My Ancestral Village We, my Achan and I, lived in Thalasseri, only four miles from the houses where my father and my mother were born, themselves only ten minutes' walk away from each other. As I grew up, I visited these villages – Kodiyeri and Moozikkara, about once a year, when my mother’s family came on annual leave (my grandfather was a guard in the South India Railways, posted to Thamabaram in the outskirts of Madras, now called Chennai.) There was no electricity in the villages, and I was scared of the dark in the compounds. I didn’t really know my mother’s siblings very well though they were roughly my age l; in any case they looked too smart for me – they had pretty school uniforms and were self-sufficient in a way I was not, at seven years of age. The fact that they spoke with a slight Tamil accent some of the time did not help. I would spend two days with them and go home to my lighted-up, Court Road, with buses lumbering past, and fishermen bringing fresh catch to our backdoor. Clearly, I missed the noise and bustle. Later, much later, I would walk straight from college to my aunt’s house. At the edge of our town, you stepped suddenly into a vast green expanse of banana and tapioca plantations that went on – and on – and on. My aunt’s home had a huge compound with a pool in one corner. She had cows and calves and lived off the land. Lunch would often be red spinach and cucumber straight off her vegetable patch. Supper may be jack fruit mash. The food was alien but the moong dhal and rice were familiar.
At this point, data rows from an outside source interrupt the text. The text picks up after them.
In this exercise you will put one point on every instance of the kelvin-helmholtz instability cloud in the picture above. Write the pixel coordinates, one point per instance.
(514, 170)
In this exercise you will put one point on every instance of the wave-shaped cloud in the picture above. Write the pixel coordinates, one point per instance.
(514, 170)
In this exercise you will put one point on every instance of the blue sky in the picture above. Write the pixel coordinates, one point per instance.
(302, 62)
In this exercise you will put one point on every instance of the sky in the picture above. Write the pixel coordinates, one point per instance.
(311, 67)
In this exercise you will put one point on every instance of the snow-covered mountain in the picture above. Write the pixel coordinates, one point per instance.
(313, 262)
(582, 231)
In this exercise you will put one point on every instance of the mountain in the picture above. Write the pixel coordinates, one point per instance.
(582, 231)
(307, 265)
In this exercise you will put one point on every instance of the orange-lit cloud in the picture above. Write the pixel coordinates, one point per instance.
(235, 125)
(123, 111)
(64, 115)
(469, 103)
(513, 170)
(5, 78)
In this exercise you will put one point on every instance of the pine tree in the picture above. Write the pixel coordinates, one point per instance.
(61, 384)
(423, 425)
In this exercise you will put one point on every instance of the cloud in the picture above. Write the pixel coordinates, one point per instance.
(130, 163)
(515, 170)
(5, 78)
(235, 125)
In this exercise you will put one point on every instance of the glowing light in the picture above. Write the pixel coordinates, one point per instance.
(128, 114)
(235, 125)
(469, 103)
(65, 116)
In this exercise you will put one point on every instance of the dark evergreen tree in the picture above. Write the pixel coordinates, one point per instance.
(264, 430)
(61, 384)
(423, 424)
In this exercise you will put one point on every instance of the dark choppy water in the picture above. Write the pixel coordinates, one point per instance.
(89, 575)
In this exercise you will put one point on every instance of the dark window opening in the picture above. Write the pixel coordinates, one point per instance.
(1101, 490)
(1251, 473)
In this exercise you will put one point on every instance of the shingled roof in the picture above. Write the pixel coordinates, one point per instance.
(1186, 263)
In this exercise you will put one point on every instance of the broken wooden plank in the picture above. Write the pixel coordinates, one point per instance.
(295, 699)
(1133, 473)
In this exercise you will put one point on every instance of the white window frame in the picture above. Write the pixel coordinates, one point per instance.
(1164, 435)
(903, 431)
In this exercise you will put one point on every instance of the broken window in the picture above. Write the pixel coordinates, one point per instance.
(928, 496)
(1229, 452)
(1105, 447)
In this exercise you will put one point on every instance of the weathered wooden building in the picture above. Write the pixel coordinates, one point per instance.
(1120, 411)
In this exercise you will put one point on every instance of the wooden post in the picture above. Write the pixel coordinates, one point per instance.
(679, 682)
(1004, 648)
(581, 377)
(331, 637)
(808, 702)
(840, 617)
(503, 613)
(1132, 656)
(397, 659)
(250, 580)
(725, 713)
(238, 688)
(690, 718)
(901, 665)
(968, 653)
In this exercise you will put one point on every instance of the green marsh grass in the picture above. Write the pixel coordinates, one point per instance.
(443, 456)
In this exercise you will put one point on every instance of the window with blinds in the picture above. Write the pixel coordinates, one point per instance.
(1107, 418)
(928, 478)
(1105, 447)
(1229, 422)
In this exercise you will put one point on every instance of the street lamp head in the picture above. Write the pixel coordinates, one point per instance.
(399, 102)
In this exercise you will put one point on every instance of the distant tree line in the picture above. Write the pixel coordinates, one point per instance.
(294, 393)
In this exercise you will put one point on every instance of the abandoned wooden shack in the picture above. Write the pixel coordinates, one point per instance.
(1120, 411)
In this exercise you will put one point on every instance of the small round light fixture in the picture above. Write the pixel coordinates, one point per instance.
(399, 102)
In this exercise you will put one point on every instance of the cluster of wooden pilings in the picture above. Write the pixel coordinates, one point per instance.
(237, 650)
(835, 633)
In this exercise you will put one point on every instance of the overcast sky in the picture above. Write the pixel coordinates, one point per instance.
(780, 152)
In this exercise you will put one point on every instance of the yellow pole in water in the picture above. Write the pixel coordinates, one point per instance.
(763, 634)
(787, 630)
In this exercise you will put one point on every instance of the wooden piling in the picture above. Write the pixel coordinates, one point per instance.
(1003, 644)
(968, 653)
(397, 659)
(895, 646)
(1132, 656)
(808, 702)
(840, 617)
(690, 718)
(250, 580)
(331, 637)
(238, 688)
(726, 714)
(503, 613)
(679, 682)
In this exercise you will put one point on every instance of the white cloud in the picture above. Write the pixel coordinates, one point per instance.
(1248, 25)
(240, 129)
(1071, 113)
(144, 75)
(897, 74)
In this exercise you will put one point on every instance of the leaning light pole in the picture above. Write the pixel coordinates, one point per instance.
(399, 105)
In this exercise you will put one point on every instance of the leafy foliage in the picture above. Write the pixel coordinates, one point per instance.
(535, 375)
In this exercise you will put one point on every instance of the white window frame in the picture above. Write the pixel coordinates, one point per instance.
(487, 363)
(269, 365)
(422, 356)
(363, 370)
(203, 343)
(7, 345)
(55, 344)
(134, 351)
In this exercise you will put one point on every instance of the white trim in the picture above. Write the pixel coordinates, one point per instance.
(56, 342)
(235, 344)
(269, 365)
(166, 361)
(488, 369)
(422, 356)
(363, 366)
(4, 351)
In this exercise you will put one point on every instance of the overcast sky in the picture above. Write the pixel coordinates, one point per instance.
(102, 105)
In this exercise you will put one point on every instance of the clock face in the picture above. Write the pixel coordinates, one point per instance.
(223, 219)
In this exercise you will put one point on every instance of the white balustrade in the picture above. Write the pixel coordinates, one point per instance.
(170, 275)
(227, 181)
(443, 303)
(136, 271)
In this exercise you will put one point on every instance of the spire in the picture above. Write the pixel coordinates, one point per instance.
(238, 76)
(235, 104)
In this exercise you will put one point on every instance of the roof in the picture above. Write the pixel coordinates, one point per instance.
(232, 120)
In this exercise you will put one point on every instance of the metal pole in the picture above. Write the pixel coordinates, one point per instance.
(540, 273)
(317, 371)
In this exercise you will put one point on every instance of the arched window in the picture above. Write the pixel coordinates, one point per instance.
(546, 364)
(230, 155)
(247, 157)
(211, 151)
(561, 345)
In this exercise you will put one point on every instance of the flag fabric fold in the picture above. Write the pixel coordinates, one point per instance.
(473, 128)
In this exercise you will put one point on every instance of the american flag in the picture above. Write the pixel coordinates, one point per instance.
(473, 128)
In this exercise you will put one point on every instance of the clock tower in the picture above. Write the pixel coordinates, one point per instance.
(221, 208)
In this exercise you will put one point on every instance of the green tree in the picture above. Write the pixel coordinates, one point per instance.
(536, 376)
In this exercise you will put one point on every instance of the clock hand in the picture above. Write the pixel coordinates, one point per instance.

And her unhusked rice fresh off her fields was slightly pink in colour and delicious. The evenings started early with the sound of children in the neighbourhood chanting evening prayers. The dark, when it came, on moonless nights was total and the silence deafening. Before the town bus service started in Thalassery in the early fifties, we walked on the narrow bunds between the paddy fields to reach my aunt’s house. When the new shoots were planted, with the start of the rainy season, you saw miles of tender green stretches floating in pink water. I wanted to grow up quickly and find the words to describe that village. I am still trying.